[GHSA-9pgh-qqpf-7wqj] Improperly Controlled Modification of Object Prototype Attributes ('Prototype Pollution') in @xmldom/xmldom and xmldom

[karfau]

Updates

• Affected products

Comments
Multiple people have reported that they have tried to create an exploit and have not been able to, so they suggest to mark it as invalid.
The person that initially reported it was not responding o far and seems to have reported plenty of similar false reports.
xmldom/xmldom#436 (comment)
xmldom/xmldom#436 (comment)
xmldom/xmldom#436 (comment)

[github]

Hi there @karfau! A community member has suggested an improvement to your security advisory. If approved, this change will affect the global advisory listed at github.com/advisories. It will not affect the version listed in your project repository.

This change will be reviewed by our highly-trained Security Curation Team. If you have thoughts or feedback, please share them in a comment here! If this PR has already been closed, you can start a new community contribution for this advisory

[shelbyc]

Hi @karfau, I saw your contribution here as well as in #809. The system for publishing GitHub Security Advisories on the global database doesn't allow version ranges (e.g. >= or ~) in patched version values, only numbers and certain characters (., -) often used to separate parts of version numbers. If someone tries to include >= or ~ in a patched version, we get an error message and can't publish the update.

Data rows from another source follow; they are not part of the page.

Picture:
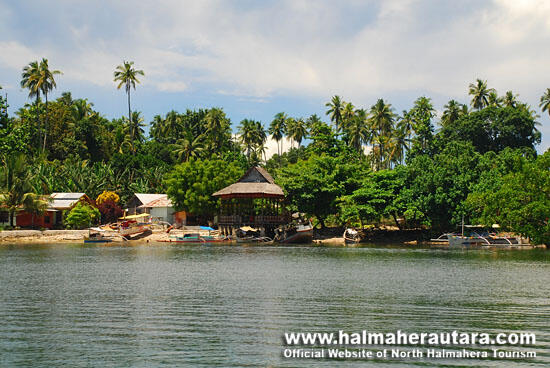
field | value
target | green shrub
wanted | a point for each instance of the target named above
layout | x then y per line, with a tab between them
82	216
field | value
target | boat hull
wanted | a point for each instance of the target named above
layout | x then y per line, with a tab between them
199	240
97	240
300	237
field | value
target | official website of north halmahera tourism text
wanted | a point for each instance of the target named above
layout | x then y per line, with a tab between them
345	345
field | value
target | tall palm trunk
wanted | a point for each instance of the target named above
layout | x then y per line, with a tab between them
130	118
38	124
46	123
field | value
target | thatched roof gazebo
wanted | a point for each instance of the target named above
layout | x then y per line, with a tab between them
254	200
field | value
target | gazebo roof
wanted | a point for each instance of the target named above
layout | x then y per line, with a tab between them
256	182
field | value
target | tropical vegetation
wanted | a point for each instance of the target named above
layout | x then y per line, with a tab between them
358	165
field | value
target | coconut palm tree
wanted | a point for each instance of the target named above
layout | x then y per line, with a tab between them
405	124
335	110
297	130
510	99
381	121
16	191
217	128
494	100
188	146
30	79
357	131
348	115
134	130
127	76
452	111
247	135
157	125
47	84
277	130
545	101
172	126
480	94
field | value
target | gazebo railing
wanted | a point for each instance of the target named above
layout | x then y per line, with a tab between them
256	220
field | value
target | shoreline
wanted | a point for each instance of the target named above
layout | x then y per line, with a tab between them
11	237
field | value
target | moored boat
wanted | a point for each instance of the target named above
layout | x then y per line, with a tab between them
351	236
198	238
96	235
302	232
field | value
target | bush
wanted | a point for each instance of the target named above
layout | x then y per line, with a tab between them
110	211
82	216
107	196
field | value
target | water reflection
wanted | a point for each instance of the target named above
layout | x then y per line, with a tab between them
153	305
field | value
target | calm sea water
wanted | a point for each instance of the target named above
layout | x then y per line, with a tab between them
204	306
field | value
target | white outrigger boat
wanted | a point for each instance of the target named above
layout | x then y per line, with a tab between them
125	227
474	236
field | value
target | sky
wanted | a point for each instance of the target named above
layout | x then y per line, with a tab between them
257	58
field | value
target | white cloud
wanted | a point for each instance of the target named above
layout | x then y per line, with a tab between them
171	86
361	50
14	55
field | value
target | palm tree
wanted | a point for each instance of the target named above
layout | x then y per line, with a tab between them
453	110
400	143
217	126
188	146
335	110
545	101
494	100
405	125
126	75
381	121
135	131
47	85
30	79
81	109
172	126
297	130
348	115
16	190
480	94
157	125
510	99
357	131
247	135
260	138
277	129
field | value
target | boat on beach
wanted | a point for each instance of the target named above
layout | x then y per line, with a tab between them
197	238
299	231
96	235
351	236
475	236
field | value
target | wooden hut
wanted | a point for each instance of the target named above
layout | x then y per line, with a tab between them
254	200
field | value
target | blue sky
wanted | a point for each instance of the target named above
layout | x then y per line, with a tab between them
257	58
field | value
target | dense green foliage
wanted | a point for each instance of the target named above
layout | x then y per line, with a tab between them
366	165
314	185
82	216
518	201
15	189
191	184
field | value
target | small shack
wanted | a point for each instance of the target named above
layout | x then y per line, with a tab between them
159	206
254	200
160	209
53	216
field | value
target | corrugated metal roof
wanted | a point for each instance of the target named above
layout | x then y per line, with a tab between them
251	189
145	198
256	181
64	200
161	202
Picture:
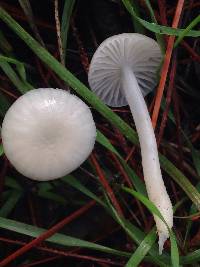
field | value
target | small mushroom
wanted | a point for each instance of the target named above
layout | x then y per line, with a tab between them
123	70
48	133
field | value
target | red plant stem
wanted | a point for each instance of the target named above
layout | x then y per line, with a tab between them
162	11
46	234
193	54
64	253
166	64
168	100
178	128
49	259
106	185
83	54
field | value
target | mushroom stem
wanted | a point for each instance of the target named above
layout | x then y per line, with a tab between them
151	168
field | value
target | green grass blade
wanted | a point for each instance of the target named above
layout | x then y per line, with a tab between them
26	6
91	98
180	179
186	30
159	37
138	236
72	181
142	250
158	28
66	15
4	105
11	202
59	239
5	45
138	27
22	86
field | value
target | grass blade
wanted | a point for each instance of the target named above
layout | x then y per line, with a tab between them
67	11
10	203
91	98
59	239
186	30
142	250
158	28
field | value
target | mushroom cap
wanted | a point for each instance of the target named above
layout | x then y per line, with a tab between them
47	133
139	52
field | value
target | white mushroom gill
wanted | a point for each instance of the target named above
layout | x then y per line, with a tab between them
151	168
48	133
123	70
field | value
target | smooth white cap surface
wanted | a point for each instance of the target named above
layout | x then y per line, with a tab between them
139	52
48	133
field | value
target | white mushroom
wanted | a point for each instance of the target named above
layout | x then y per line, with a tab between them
123	70
48	133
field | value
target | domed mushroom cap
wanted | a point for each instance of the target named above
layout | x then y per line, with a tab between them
47	133
141	53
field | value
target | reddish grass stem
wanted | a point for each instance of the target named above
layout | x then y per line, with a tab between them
165	67
46	234
106	185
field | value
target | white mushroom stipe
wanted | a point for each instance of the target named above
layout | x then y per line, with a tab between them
48	133
123	70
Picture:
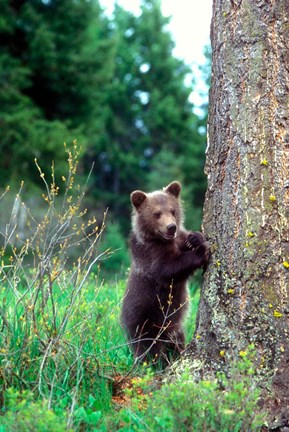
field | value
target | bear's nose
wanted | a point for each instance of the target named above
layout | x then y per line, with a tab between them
172	228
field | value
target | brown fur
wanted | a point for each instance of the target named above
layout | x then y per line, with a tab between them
164	255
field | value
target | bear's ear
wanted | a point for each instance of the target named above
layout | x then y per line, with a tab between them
174	188
137	198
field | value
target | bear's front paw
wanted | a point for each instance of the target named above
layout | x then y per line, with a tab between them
197	243
195	240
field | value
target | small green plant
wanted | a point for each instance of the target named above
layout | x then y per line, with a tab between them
221	404
60	334
25	415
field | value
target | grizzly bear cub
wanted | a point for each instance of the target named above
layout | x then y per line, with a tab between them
164	255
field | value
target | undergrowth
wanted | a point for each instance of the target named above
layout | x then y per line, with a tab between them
64	361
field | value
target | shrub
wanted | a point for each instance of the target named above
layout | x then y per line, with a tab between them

The free-form descriptions for the global advisories list the patched version ranges for GHSA-9pgh-qqpf-7wqj and GHSA-crh6-fp67-6883. We just can't put them in the Patched versions section.

[github]

Hi there @karfau! A community member has suggested an improvement to your security advisory. If approved, this change will affect the global advisory listed at github.com/advisories. It will not affect the version listed in your project repository.

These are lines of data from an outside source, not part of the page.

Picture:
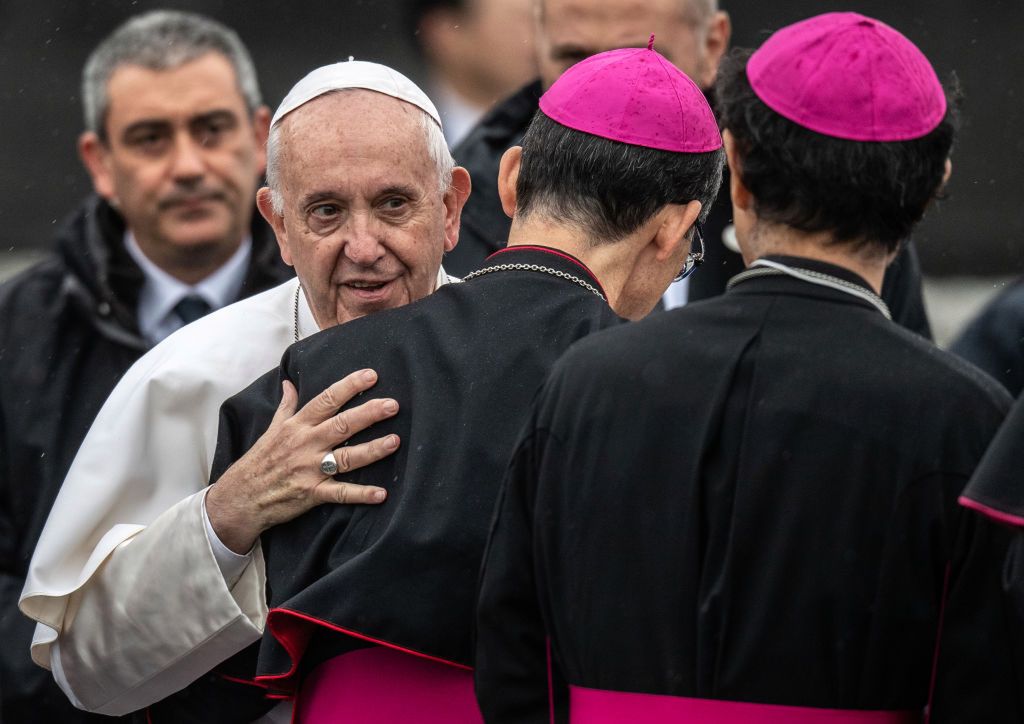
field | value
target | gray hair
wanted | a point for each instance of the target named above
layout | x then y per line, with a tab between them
159	41
436	148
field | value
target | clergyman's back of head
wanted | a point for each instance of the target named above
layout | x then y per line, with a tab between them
616	137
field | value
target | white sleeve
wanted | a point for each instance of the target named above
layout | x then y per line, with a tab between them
230	563
157	615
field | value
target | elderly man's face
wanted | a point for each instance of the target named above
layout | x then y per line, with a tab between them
181	161
365	221
569	31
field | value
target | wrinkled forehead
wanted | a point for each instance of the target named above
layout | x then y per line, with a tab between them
354	134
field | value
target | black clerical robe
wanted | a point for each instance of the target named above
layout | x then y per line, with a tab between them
996	490
752	499
464	365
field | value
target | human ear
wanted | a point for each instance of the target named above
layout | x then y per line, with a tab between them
676	222
95	157
508	174
455	201
716	42
264	202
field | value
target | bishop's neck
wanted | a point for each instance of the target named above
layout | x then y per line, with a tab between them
777	240
610	263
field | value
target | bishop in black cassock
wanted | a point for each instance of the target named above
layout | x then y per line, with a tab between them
372	608
745	510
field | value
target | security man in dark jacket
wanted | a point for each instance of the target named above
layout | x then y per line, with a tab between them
693	34
174	143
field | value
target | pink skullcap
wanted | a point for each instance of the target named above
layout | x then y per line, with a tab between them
848	76
634	95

This change will be reviewed by our highly-trained Security Curation Team. If you have thoughts or feedback, please share them in a comment here! If this PR has already been closed, you can start a new community contribution for this advisory

[karfau]

@shelbyc Thx for letting me know.
I'm assuming that tools like dependabot just assume that any higher patch verison is also fixed?

In that case I guess we can close this PR as unmerged.

[karfau]

Ah no, it actually merged my more recent changes into the same PR, so this should still land, even without the updated ranges. I updated the PR description.
(A request to reject the advisory/CVE has been sent via email)

[shelbyc]

@karfau I just saw your more recent commit as well as the conversation at xmldom/xmldom#436. We can withdraw the global GitHub Security Advisory if a vulnerability is invalid. GHSA-rwqr-c348-m5wr is an example of an advisory withdrawn because of concerns about validity, and a withdrawn advisory for GHSA-9pgh-qqpf-7wqj would look similar.

CVE-2022-37616 was assigned through MITRE, not GitHub, so anything related to the CVE will need to go through MITRE. MITRE has a web form (https://cveform.mitre.org/) for CVE requests, including requesting updates to CVE entries. Rejection is one of the reasons for requesting a CVE update.

[karfau]

Thank you again for helping me to understand what I need to do.
I filed the request for rejection in the webform.
I have also already send a mail to security-advisories@github.com to request to reject the CVE, which I hope will be understood as meaning a withdrawal.

[advisory-database]

Hi @karfau! Thank you so much for contributing to the GitHub Advisory Database. This database is free, open, and accessible to all, and it's people like you who make it great. Thanks for choosing to help others. We hope you send in more contributions in the future!